The resulting files have the following structure:
Entities
- Proteins with UnificationXref and ProteinReference
- Genes with UnificationXref
- SmallMolecules as drugs with UnificationXref and SmallMoleculeReference
Relationships
- Protein encoded by gene as RelationshipXref
- Gene associated with disorder as RelationshipXref
- Drug targets protein as RelationshipXref
- Drug has side effects as RelationshipXref
- Protein is in a cellular component as RelationshipXref
Interactions
- Protein interactions as MolecularInteraction
If the network hands over UniProt-IDs, only those are used and mapped to the encoding genes. If Entrez-IDs are given, all encoded proteins by those genes are considered.
Output files
-
modules/biopax/
<seeds>.<network>.<amim>.owl
: BioPax-files for each module in BioPax-format.
-
reports/
biopax-validator-report.html
: HTML file with the BioPax-validator results that can be viewed in your web browser.
Reporting
MultiQC
Output files
multiqc/
multiqc_report.html
: a standalone HTML file that can be viewed in your web browser.multiqc_data/
: directory containing parsed statistics from the different tools used in the pipeline.multiqc_plots/
: directory containing static images from the report in various formats.

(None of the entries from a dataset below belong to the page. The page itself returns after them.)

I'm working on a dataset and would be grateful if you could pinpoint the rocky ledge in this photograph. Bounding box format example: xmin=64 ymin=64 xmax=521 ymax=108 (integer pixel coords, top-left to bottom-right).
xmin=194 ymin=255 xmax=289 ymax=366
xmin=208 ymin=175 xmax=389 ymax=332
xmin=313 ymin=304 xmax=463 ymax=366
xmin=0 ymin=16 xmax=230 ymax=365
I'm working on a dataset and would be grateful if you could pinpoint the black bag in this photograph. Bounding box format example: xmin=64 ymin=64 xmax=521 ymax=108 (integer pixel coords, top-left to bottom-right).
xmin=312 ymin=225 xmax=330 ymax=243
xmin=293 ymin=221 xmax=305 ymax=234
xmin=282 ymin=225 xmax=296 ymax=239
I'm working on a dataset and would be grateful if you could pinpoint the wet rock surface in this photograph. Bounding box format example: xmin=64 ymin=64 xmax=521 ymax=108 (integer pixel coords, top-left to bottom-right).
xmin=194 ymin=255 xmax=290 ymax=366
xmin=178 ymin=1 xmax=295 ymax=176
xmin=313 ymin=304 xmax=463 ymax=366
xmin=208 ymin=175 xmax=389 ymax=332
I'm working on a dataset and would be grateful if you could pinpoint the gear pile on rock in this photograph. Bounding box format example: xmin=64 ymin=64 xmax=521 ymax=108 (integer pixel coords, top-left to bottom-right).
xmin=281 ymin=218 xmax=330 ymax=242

MultiQC is a visualization tool that generates a single HTML report summarising all samples in your project. Most of the pipeline QC results are visualised in the report and further statistics are available in the report data directory.
Results generated by MultiQC collate pipeline QC from supported tools e.g. FastQC. The pipeline has special steps which also allow the software versions to be reported in the MultiQC output for future traceability. For more information about how to use MultiQC reports, see http://multiqc.info.
Pipeline information
Output files
pipeline_info/
- Reports generated by Nextflow:
execution_report.html
,execution_timeline.html
,execution_trace.txt
andpipeline_dag.dot
/pipeline_dag.svg
. - Reports generated by the pipeline:
pipeline_report.html
,pipeline_report.txt
andsoftware_versions.yml
. Thepipeline_report*
files will only be present if the--email
/--email_on_fail
parameter’s are used when running the pipeline. - Reformatted samplesheet files used as input to the pipeline:
samplesheet.valid.csv
. - Parameters used by the pipeline run:
params.json
.
- Reports generated by Nextflow:
Nextflow provides excellent functionality for generating various reports relevant to the running and execution of the pipeline. This will allow you to troubleshoot errors with the running of the pipeline, and also provide you with other information such as launch commands, run times and resource usage.